Let's distill this even further by generating a leader board of the countries with the largest number of registered addresses involved in Apple's supply chain.

So who really makes the iPhone?

Evidence from Apple's Supply Chain document

China leads the pack with more than 300 registered addresses. The iPhone is most definitely assembled in China.
This is 200 more than the next leader. Japan is followed by two more East Asian countries: Taiwan and South Korea. The United States is the only Western country to break the top 10.
And then there is a steep dropoff which continues the power law pattern of this leaderboard.
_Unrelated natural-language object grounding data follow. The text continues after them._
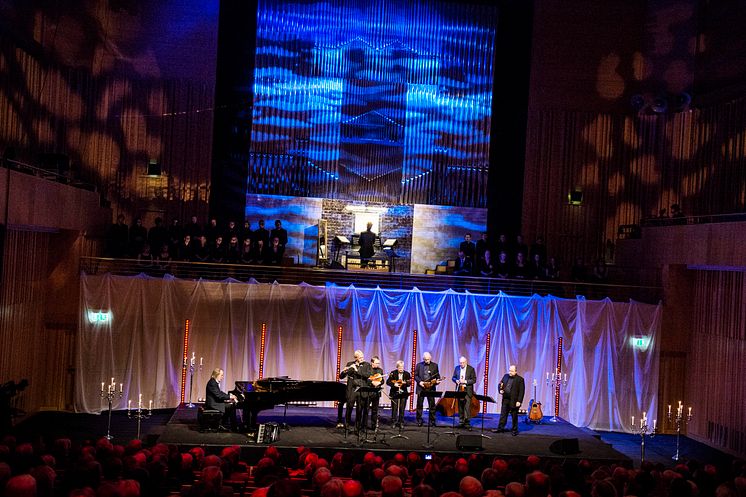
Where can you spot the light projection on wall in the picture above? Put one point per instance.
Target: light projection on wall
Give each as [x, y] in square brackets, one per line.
[383, 100]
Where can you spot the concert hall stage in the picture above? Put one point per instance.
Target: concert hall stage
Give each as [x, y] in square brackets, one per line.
[316, 427]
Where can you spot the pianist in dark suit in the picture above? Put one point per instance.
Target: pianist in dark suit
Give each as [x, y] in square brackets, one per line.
[216, 399]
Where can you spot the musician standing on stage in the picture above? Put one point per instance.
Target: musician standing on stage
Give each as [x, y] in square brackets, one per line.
[398, 381]
[512, 388]
[351, 372]
[426, 373]
[464, 377]
[375, 380]
[216, 398]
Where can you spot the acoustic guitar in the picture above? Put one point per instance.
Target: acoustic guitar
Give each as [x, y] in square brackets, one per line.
[535, 415]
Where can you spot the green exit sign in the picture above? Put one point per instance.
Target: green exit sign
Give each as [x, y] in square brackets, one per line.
[99, 317]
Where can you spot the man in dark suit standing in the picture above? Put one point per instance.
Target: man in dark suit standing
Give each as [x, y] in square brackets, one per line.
[279, 232]
[216, 398]
[512, 388]
[398, 381]
[427, 376]
[464, 377]
[353, 371]
[367, 241]
[463, 265]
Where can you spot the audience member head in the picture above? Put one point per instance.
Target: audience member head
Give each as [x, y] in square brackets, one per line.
[352, 488]
[284, 488]
[21, 486]
[537, 484]
[332, 488]
[391, 486]
[470, 487]
[129, 488]
[423, 490]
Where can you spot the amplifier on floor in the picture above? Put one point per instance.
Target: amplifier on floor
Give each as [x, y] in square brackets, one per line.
[267, 433]
[469, 442]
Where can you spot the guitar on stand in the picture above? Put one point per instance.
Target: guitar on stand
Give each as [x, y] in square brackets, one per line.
[534, 410]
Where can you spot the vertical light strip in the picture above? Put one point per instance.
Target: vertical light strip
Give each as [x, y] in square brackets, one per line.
[486, 373]
[414, 363]
[559, 377]
[184, 359]
[339, 357]
[261, 350]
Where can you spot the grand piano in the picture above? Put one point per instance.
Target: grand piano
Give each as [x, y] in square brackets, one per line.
[255, 396]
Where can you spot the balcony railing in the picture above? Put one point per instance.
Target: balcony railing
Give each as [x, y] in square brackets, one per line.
[371, 279]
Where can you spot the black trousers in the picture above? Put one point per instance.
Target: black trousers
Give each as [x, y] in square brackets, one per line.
[464, 407]
[398, 406]
[430, 407]
[508, 407]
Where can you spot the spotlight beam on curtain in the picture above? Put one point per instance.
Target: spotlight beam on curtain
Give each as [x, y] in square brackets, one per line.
[609, 378]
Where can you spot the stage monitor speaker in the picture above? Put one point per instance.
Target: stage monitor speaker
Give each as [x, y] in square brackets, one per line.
[565, 446]
[469, 442]
[268, 433]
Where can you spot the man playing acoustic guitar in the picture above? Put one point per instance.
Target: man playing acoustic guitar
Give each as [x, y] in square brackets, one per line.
[427, 376]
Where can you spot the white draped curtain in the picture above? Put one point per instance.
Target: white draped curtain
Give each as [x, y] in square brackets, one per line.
[611, 376]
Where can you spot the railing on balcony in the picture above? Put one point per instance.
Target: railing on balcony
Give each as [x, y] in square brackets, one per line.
[371, 279]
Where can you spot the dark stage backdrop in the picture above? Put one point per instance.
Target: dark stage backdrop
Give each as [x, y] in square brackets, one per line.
[384, 101]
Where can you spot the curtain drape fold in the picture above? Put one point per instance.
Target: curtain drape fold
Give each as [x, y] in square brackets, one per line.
[610, 376]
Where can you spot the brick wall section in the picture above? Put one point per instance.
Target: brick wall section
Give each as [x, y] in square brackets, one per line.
[396, 222]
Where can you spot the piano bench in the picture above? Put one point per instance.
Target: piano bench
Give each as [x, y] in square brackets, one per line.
[209, 419]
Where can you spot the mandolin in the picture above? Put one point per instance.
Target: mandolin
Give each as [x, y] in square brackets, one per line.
[376, 379]
[430, 384]
[535, 413]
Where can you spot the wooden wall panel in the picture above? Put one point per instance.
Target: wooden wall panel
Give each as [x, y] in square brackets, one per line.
[717, 364]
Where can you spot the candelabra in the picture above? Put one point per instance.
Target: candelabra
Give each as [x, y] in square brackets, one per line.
[139, 414]
[109, 392]
[642, 430]
[555, 381]
[679, 420]
[191, 376]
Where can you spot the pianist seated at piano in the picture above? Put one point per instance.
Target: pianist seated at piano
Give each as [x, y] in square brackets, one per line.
[220, 401]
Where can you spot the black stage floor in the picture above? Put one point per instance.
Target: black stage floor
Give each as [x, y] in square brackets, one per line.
[316, 427]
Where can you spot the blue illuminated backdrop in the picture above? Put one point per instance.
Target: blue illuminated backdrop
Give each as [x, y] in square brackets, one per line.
[380, 101]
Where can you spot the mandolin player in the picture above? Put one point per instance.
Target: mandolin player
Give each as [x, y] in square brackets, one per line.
[375, 380]
[464, 377]
[427, 377]
[398, 382]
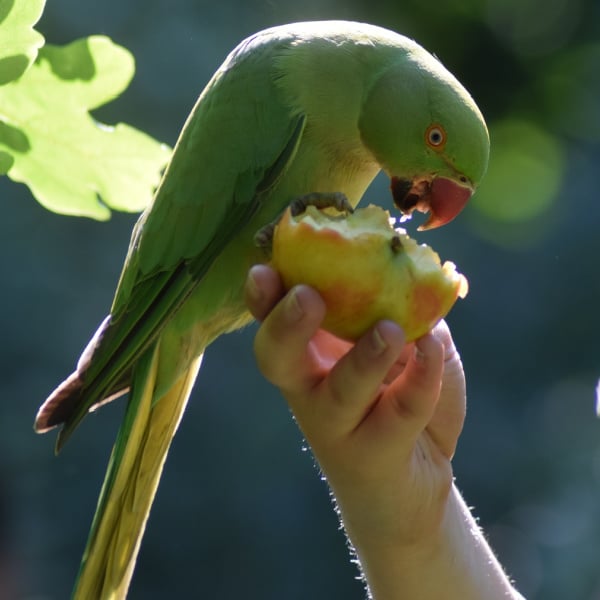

The take-away from all of this? Apple is just as much an international employer as it is a domestic one, owing to the iPhone's global supplier footprint. How did it get to this? After all, it was only 12 years ago that Apple was producing the iMac from its Elk Grove plant. How did companies with foreign names like Foxconn and Kyocera get involved? The answer? Scale. In terms of units sold, the iPhone is the most successful consumer product ever created. More than 1.2 billion iPhones and 15 distinct models have been sold since January 2007. For Apple, producing devices in the hundreds of millions annually required answering many technical and economic questions. The good answers, almost every time, were founded by a global community and labor force.

Though components differ between versions, modern iPhones contain nearly 500 parts, an estimated 90 percent of which are manufactured and assembled outside of the United States. Advanced semiconductors have come typically come from Germany and the U.S., memory from Korea and Japan, display panels and circuitry from Korea and Taiwan and raw materials from Africa and South America. And everything is put together in Shenzhen, China and finally distributed to their ultimate destinations over the seas by several 200,000 ton transport vessels operated by a Danish-operated but Japanese financed container shipping company. If that isn't one of the most complete representations of modern international trade and economic growth, I don't know what is.

Notes

Scraping a PDF document is a notoriously difficult job. For this piece, I used a Java program called Tabula to accurately parse any tables in Apple's Supply Chain document. With those addresses in a neat CSV file, I used Google's Geocoding API to derive the lat lon coordinates. To ensure their accuracy, I plotted each lat lon coordinate on a map to see if they returned accurately.

Many thanks to the people at Bloomberg, especially Max Chafkin and Ian King who published this wildly popular piece in the Fall of 2017. Their work has long been an inspiration to me, and I would like to thank them for their crisp images of each iPhone component that are the foundations for my own piece.